Women who received palbociclib plus fulvestrant maintained their global quality of life, whereas quality of life declined in women who received a placebo plus fulvestrant.

At the time of this analysis, overall survival data were still immature.

Limitations

"The data are based on a prespecified interim analysis that showed the study had met the primary endpoint of improved progression-free survival," said Stan Lipkowitz, M.D., Ph.D., of NCI's Center for Cancer Research. "However, the median follow up was short—5.6 months—and the overall survival data were not mature.

"An issue not addressed is the use of palbociclib with fulvestrant after it has already been given as a first-line treatment in combination with letrozole. Based on the PALOMA1 data, and the accelerated FDA approval, many patients will likely receive palbociclib and letrozole in the first-line setting. Such patients who received palbociclib and letrozole would not have met the entry criteria for the PALOMA3 study," Dr. Lipkowitz added. "It will increasingly be the case that patients will have received palbociclib with letrozole as first-line therapy. Thus, this study does not provide guidance for whether patients who have had palbociclib and letrozole in the first-line will still benefit by adding palbociclib to fulvestrant in second-line treatment."

Comments

"At present palbociclib is not approved as a second-line treatment with fulvestrant," said Dr. Lipkowitz. "Fulvestrant is approved for second-line use alone. However, these data showing a two- to three-fold increase in progression-free survival are likely to lead many oncologists to use palbociclib plus fulvestrant as a second-line treatment of ER-positive, HER2-negative metastatic breast cancer in postmenopausal women. This will include patients who have gone through menopause or who have menopause induced by ovarian ablation."

Cure-ious, how does that compare with palbo/ibrance for area of most benefit?
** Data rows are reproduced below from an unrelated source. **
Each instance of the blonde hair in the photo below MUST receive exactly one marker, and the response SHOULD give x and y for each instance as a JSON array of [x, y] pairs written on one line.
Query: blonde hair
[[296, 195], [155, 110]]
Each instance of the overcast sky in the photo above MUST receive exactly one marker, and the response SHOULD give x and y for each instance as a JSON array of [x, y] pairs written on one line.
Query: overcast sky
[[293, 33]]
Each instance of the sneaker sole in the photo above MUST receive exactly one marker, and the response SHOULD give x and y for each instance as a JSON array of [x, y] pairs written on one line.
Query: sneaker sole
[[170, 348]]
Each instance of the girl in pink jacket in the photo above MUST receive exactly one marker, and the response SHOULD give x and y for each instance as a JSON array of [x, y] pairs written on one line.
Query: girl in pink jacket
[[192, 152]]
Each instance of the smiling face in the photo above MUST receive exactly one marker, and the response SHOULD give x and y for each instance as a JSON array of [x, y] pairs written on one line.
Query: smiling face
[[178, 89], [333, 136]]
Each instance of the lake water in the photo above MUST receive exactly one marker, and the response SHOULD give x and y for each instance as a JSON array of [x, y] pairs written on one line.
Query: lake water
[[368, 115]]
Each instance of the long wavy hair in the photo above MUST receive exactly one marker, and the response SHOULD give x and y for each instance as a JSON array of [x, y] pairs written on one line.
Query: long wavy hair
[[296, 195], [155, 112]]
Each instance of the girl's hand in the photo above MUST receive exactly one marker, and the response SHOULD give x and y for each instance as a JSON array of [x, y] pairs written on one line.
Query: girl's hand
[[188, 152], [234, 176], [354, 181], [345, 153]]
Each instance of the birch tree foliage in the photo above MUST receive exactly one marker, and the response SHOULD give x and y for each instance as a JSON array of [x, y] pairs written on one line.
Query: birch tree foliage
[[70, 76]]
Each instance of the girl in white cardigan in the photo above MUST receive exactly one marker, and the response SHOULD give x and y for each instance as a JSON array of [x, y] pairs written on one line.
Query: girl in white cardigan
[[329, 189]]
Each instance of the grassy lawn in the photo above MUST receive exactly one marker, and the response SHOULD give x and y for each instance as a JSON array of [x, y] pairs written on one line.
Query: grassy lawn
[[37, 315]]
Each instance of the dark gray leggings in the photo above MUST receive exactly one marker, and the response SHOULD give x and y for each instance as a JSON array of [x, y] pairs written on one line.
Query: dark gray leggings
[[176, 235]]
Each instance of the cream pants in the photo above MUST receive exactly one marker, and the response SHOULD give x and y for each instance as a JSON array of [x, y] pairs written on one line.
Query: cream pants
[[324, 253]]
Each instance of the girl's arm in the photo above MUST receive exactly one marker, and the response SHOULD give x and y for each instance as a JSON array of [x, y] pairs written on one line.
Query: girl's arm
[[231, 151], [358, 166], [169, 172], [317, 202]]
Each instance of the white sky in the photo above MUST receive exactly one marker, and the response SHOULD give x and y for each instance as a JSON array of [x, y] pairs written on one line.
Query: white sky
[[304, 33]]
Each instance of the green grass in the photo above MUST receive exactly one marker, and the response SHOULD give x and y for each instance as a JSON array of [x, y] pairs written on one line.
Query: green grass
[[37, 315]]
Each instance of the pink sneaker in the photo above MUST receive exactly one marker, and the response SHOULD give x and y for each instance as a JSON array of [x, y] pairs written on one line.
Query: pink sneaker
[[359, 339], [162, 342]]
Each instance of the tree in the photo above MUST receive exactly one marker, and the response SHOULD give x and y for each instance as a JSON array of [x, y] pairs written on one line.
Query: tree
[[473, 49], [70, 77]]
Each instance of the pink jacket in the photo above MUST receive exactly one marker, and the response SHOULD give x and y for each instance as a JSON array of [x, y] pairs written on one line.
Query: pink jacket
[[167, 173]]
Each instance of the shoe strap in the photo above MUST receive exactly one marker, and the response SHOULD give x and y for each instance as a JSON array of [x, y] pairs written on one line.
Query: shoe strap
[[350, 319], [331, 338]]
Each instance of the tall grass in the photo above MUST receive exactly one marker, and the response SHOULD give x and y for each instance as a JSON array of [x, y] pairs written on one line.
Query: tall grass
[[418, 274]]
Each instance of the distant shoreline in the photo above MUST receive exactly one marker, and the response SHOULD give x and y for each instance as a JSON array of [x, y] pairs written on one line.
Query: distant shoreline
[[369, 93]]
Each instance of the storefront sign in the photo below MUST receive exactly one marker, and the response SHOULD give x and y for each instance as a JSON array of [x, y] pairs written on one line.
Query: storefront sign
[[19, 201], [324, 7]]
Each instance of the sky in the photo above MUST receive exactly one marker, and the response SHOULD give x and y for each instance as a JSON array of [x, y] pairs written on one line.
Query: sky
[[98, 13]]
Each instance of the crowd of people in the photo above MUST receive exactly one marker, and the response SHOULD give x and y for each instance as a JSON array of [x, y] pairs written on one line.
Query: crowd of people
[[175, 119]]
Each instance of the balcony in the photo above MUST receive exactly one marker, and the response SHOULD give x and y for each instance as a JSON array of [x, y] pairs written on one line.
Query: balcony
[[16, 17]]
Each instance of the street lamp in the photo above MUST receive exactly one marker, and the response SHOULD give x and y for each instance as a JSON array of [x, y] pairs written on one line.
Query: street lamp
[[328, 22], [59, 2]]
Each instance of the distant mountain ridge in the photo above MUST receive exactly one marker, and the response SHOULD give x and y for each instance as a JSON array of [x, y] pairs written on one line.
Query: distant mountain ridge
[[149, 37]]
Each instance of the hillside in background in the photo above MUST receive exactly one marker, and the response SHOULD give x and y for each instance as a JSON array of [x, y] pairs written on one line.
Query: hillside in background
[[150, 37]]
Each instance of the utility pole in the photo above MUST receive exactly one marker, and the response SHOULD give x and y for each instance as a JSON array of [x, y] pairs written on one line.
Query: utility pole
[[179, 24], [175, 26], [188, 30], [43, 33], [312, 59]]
Good question if Ibrance is less effective on bone mets than organ mets?, what I read was the clinical trial results for Abemaciclib, and they didn't mention how that compares to Palbo- I think it was striking because they said for patients with bone-only mets in their trial, the improvement was not even statistically significant, so Abemaciclib appears to be working best on the organ mets.

Ibrance (palbociclib) with Letrozole failed me (after about a year) but I was able to move onto Kisqali (ribociclib) with a new oral SERD (LSZ102) in a clinical trial.  My oncologist who is the principal research doctor for the study at Mass General (MGH) has already mentioned that if this protocol fails me that I still have the option to move on to Abemaciclib.  If I end up on Abemaciclib then I will have been on all 3 CDK 4/6 inhibitors (with different anti hormonals).  I think that since I'm part of the clinical trial I don't have to go through the same approval process with insurance but I'm not sure.  I guess I'll find out.  so it is interesting that having failed on one CDK 4/6 inhibitor doesn't necessarily mean you can't try the others.  

Hi All. Just jumping in to read your comments. Ibrance failed me and I can't take Kisquali because of an irregular heart rhythm so I am looking at Abemaciclib. The articles were very helpful Husband.

I wanted to take it cause Ibrance stopped working for me and my OC said it's another name for Ibrance . I am trying everything within my power to stay away from chemo

kisquali is the same as ibrance, mostly.

abemacilib is significantly different.

>Z<

LMWL - Praying for a great outcome. Please stop by with updates. It's very nice to be back on the same thread with you. I hope to chatting about your wife's continued strong response to this treatment for a long time.

>Z<

WorkingMom: sorry you are out of the trial. I was never qualified for that trial in October ,2017 because of prior medical history. However you did have a stable result for 16 months, congratulations! It looks like you still have a lot options in your treatments! Good luck on your next treatment

I have been treated in Start center since September 2010.. maybe we have crossed each other in the waiting room sometimes.